The Bank of Japan shifted the focus of its monetary stimulus Wednesday from expanding the money supply to controlling interest rates, which some economists deemed as further evidence that BoJ policy had reached the limits of its effectiveness.

The central bank said it would adjust the volume of its asset purchases, the core of its framework until now, as necessary in the short term to control bond yields, while keeping it at about 80 trillion yen ($780 billion) annually over the long term. The BoJ also scrapped a target for the average maturity of its holdings of government bonds, Bloomberg reported.

The changes will help the BoJ manage the impact of its purchases and negative interest rates on Japanese banks, whose profits have been squeezed by a narrowing of short-term and long-term yields. Governor Haruhiko Kuroda and the policy board kept that negative rate, imposed on a share of bank reserves, unchanged at minus 0.1%.

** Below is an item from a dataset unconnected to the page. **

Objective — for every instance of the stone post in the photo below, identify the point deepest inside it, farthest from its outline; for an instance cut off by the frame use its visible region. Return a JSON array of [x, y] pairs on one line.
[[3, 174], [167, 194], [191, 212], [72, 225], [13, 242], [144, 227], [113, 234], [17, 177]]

Yuichi Kodama, chief economist at Meiji Yasuda Life Insurance Co. in Tokyo, saw the shift as a tacit admission by the BoJ that it has reached the limits of its JGBs purchases. The BoJ now owns more than a third of outstanding JGBs, with the pace of its buying draining the market of supply.

“If it takes additional easing in the future, it will probably deepen the negative rate,” he said.

 New Measures

Kuroda said the BoJ hadn’t reached the limits of its bond purchases, and that the new measures strengthened the previous framework instead of scrapping it. An excessive flattening of the yield curve could harm the economy, he said during a news conference.

“As for the amount of government bond purchases, it could increase or decrease, as it relates to the economy, prices and in particular the financial markets,” he said.

The yen weakened against the US dollar before reversing to trade at 101.76 in Tokyo. Japanese shares rose the most since July, with the Topix index 2.7% higher at the close.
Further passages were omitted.